Wednesday, January 03, 2007

Davening for Doughnuts

Step eight, in A Day in the Life, is: don’t eat, drink, or talk before you pray. This one I fail at. The don’t talk is next to impossible as the Little Rebbetzin starts out chattering at full concert volume from the second she awakes, while it takes me about a half hour to regain the power of speech after I awake in the morning. This is very unsatisfying to the L.R. since I am not upholding my portion of the conversation. Her solution is to ask questions that require an answer more complex than grunting, to force me into recognizable speech, this is not the big difficulty.
My real difficulty is with the don’t eat part. If I don’t eat every four hours, I will get sweaty, start to tremble, and finally blackout. As if that wasn’t enough, this will also trigger a migraine. A night of sleep is longer than four hours so when I wake up I need to eat immediately. The obvious question to ask is what do I do on Yom Kippur.
Q: What do you do on Yom Kippur?
A: Nu, it’s Yom Kippur, I fast. I eat all the carbs and protein that I can manage to keep down, right up until the last second, then I fill my pockets with aspirin and migraine medications, which I eat like they were candy, all during the day. Because I can’t drink water to wash them down I dissolve them under my tongue until I can swallow them.
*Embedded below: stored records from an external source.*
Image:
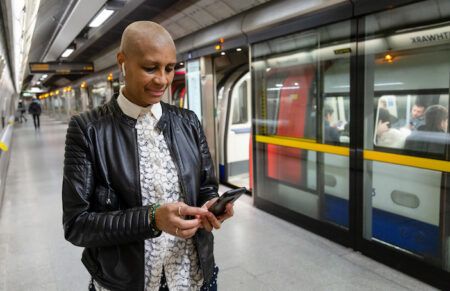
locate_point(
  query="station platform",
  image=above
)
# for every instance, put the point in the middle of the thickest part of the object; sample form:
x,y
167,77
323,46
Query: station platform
x,y
254,250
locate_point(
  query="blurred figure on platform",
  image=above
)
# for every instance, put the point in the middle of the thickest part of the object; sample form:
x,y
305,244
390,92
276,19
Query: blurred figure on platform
x,y
21,108
35,109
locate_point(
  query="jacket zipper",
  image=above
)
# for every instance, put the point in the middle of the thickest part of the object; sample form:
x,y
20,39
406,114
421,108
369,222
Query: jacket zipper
x,y
140,199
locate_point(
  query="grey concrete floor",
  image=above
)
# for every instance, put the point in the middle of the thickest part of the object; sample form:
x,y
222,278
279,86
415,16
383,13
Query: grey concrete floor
x,y
254,250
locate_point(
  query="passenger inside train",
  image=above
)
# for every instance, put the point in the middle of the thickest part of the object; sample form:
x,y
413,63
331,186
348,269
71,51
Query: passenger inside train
x,y
386,135
331,133
417,117
431,137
The year before last I had to take so many I had chemical burns in my mouth afterwards.
With Hashem’s help I don’t pass out and hit my head on the bima.
Q: What about Rosh Hashanah?
A: Good question, every year I go crazy because it’s not a fast day, but we don’t break until about 3:30 PM. I think why not just go another 2 hours and call it good for Yom Kippur too.
Q: Why don’t you do the same thing that you do on Yom Kippur?
A: Stubbornness, because it’s not a fast day, also the pills only allow me to remain barely functional, and it takes me three or four days to recover. And who wants to spend Rosh Hashanah wondering if maybe they could just take a power drill and make a few little holes in their head if it would let the pressure out, but of course you can’t use power tools on Yom Tov so that wouldn’t work, and meanwhile, hopefully my head won’t explode all over the Torah.
Q: So what do you do?
A: Usually suffer, and try to sneak some food. Last year I left the shul about 11:45 had some fruit and bagels, went back and was fine for the rest of the day.
Q: And the point of all this?
A: The point is that if I don’t eat before Shacharit I may or may not pass out in the shul but I will definitely have a migraine for the next three days.

So I make use of the ruling: It is better to eat so that you can daven, then to daven so that you can eat.